Pas devant les gens, roman, La Martinière textes, février 2004
Le vrai titre de ce livre est La rivière, la rivière.
La seule presse papier de ce livre a été une critique pas très enchantée de "Marie-Claire", vous trouverez donc dans cette page des articles où il n'est pas question d'un livre précis, mais de tous les livres, donc où il est donc question un peu de celui-là...
art sud, avril 2006 :
Emmanuelle
Pagano a publié trois livres : Pour
être chez moi sous le
pseudonyme d’Emma Schaak en 2002, Pas
devant les gens en 2004
et Le
Tiroir à cheveux en 2005.
Un quatrième, Les
Adolescents troglodytes, va
bientôt paraître chez le même éditeur (P.O.L. ) que celui
du précédent ouvrage. Une première ressemblance entre les
trois livres est frappante : leur brièveté. Ils
comptent respectivement quatre-vingt-treize, cent dix et
cent trente-six pages. Ils peuvent ainsi être lus
d’une traite, moins comme des romans que comme des
récits. L’écriture et la stratégie narrative en sont
bien sûr la cause première : dans chaque livre,
quelqu’un, un « je » parle/écrit une
histoire, la sienne, ou celle de quelqu’un
d’autre, une existence quotidienne quoi qu’il
en soit, filtrée par toutes sortes de perceptions,
sensations, visions ordinaires ou étranges. Ce
« je » est plus ou moins identifié, il n’a
pas de nom, pas de visage, pas d’apparence mais il a
un corps, corps de fille pour le dire vite, en toute
probabilité corps d’Emmanuelle Pagano revécu en
imagination, soit dans son corps propre, soit dans le corps
d’une autre fille.

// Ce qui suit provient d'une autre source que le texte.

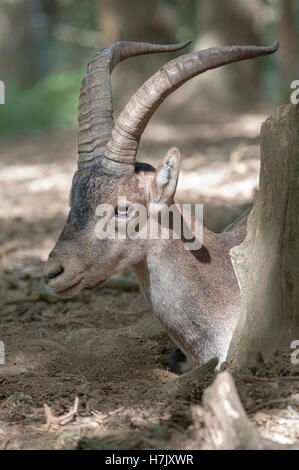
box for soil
[0,108,299,449]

L’écrivain dit en effet de
son premier livre qu’il « est un récit sous une
forme autobiographique », que les deux autres sont
« des romans » dans lesquels elle met
« beaucoup plus de [s]on intimité ». Entre les
trois, l’auteur dessine en fait un territoire,
compose une cartographie d’un pays à la fois lointain
et proche, rare et familier. Elle en est une habitante
parmi d’autres – et les autres sont les
parents, les voisins, les enfants, elle en est aussi bien
la seule habitante. Certains endroits de ce pays sont des
lieux géographiques dans lesquels s’enracine, bien
sûr, la prise de corps par Emmanuelle Pagano de son
existence d’écrivain. Elle en donne un exemple
saisissant quand elle commente son nom de jeune fille
(Pagano est son nom de femme mariée), qui se trouve être
celui d’un village du Languedoc. « Mon nom
signifie quelque chose comme ”caillou”, quelque
chose de sec, mais où l’eau est passée, de dur, cela
me correspond bien ». Mais aussi, quand je lui ai
demandé si elle parle du sud ou du midi dans ses livres,
elle a répondu : « J’écris, j’invente
le froid et l’altitude, ce peut être au sud du moment
que c’est à l’écart, en haut. Quand mes
histoires se passent dans le midi, je ne l’invente
pas : il interagit presque avec moi ».
Alors, terroir ou territoire ? Espace circonscrit à un
groupe de gens ou espace humain ouvert ? La réponse
d’E. Pagano est claire. Son travail d’écrivain
a deux sources : le corps, son
corps
qui lui « est un problème, dont elle n’est
« pas encore revenue » et le lieu, le
« rapport au lieu ». Cela donne à la
deuxième page de son premier livre :
« Je surveillerai les saisons. Les hivers seront
brefs, comme toujours vite passés. L’été, arrogant et
large, reviendra aussitôt, et je serai résignée à me
déshabiller pour le supporter, patiente, grimaçante et
nue » (Pour
Être chez moi, p.
10). Deuxième page de son deuxième livre :
« L’hiver est anesthésiant. La mer si proche
engourdit mon corps. Sa fraîcheur toute poisseuse amortit
mes remords, le grand bruit en moi, elle change et ralentit
mes pensées, mais elle ne touche pas à ma
peur » (Pas
devant les gens, p. 8).
Son quatrième roman, tout juste achevé, inédit, noue encore
plus systématiquement la question du corps et celle du
lieu, en en faisant l’enjeu d’une structure
narrative et d’une figure quasiment unifiées
qu’Emmanuelle Pagano présente ainsi :
« l’histoire est tressée par des mouvements
latéraux : horizontaux sur un plateau (la narratrice
est conductrice de navette scolaire) et des mouvements
verticaux sur les parois rocheuses qui tiennent ce plateau
(son frère est travailleur sur cordes). Dans ce tissu de
va-et-vient de l’écriture, de la mémoire, il y a la
construction de ce lieu à l’écart, un plateau qui
s’oppose à tout ce qui est ”en bas”, et
qui peut être le sud ». Le
Tiroir à cheveux propose
une autre sorte de territoire corporel :
« J’aime les cheveux, même gras, rêches, épais.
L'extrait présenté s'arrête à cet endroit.